DL 78/2010: PRIME MODIFICHE IN VISTA PER COMUNI E SCUOLA

Difendere gli enti virtuosi ed escludere dal patto di stabilità le spese per la sicurezza. Sono le priorità indicate dal ministro dell'Interno Roberto Maroni per la revisione dei vincoli alla finanza locale fissati dalla manovra salva-euro.
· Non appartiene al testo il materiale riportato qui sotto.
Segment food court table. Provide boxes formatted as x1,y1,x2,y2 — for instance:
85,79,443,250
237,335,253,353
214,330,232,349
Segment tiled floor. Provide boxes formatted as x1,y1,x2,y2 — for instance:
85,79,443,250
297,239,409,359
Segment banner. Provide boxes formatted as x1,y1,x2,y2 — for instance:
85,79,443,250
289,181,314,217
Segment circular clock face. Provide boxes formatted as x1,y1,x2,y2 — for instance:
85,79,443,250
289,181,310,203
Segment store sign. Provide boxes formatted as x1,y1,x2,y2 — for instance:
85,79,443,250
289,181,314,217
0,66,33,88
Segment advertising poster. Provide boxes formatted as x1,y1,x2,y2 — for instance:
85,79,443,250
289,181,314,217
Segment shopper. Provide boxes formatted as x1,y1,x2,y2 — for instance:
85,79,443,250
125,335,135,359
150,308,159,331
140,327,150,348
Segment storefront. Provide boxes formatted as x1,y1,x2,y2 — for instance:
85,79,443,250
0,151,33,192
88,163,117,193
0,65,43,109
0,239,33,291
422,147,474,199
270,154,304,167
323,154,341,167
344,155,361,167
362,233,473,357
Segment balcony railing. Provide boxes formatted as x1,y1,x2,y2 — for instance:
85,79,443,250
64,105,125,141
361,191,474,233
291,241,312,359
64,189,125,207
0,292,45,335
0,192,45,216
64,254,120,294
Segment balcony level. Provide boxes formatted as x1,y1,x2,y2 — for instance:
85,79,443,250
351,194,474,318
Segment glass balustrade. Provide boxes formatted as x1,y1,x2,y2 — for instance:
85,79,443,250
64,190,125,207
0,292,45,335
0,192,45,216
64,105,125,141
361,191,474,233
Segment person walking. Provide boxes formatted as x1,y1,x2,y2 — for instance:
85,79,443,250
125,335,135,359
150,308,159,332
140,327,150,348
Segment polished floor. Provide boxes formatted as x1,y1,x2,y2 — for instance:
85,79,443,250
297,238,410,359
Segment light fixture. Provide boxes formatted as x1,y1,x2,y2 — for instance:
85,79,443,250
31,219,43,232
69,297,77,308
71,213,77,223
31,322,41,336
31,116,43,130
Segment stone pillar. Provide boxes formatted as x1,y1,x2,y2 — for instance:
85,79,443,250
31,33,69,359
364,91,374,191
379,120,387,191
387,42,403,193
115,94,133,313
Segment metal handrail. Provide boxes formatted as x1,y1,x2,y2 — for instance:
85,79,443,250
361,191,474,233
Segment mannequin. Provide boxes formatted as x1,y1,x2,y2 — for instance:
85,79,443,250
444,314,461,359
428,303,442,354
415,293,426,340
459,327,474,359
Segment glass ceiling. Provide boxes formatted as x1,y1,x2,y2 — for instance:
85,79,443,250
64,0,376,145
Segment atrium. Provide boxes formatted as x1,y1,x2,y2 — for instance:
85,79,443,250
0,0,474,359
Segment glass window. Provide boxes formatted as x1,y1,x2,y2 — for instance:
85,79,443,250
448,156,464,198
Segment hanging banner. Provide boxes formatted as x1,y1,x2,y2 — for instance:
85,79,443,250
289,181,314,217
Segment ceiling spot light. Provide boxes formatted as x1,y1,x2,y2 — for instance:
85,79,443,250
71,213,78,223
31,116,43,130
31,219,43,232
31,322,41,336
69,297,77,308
«Bisogna evitare il risultato paradossale - ha detto ieri Maroni - che il patto penalizzi proprio gli enti più virtuosi». Secondo il ministro la soluzione a regime, ovvio, arriverà dal federalismo fiscale, ma da subito «cercheremo di allentare la stretta della manovra», sui comuni più efficienti. Quella di Maroni è anche una risposta indiretta al presidente dell'Anci Sergio Chiamparino, che commentando i dati sul nuovo patto applicato a ogni comune, ha sostenuto che le misure «colpiscono le aree dinamiche del paese». A livello regionale l'epicentro dei tagli sono gli enti piemontesi, mentre tra i capoluoghi primeggiano Parma e Torino (seconda tra le metropoli è Milano). «Questi numeri - fa sapere la giunta (di centro-destra) di Parma - sono la conseguenza dei nostri investimenti, e confermano che il patto colpisce di più chi ha i conti più a posto».
Di tutto si comincerà a discutere oggi in parlamento, con la riunione dei "finiani" per disegnare una loro «manovra aggiuntiva», come a fine 2009; i dettagli sono da discutere, ma in prima fila tornano proprio le proposte di fine anno come la cedolare secca sugli affitti e il taglio Irap per le imprese sotto i 50 dipendenti. Il debutto ufficiale in senato è invece previsto per domani sera, con le audizioni in commissione bilancio che inizieranno con le parti sociali e si concluderanno venerdì con l'Istat. Il motore dei correttivi è già partito, e per esempio il capogruppo Pdl Maurizio Gasparri punta l'attenzione sul comparto sicurezza. «La manovra - sottolinea - blocca i contratti ma non taglia stipendi e pensioni, come fanno altri paesi europei»; secondo Gasparri ci sono però «settori su cui si può discutere, come la scuola e le forze dell'ordine», anche se i saldi della manovra non si toccano.
S'infittisce intanto il calendario dello sciopero dei magistrati contro i tagli alle loro retribuzioni, dopo che l'Anm ha fissato per il 1° luglio la data in cui si fermeranno giudici e pm. Ieri è stata la volta dei magistrati amministrativi, che hanno messo sul piatto l'astensione da due udienze consecutive a partire dal 21 giugno (una sola al consiglio di stato), più altre due udienze da cancellare in caso di prosecuzione della protesta.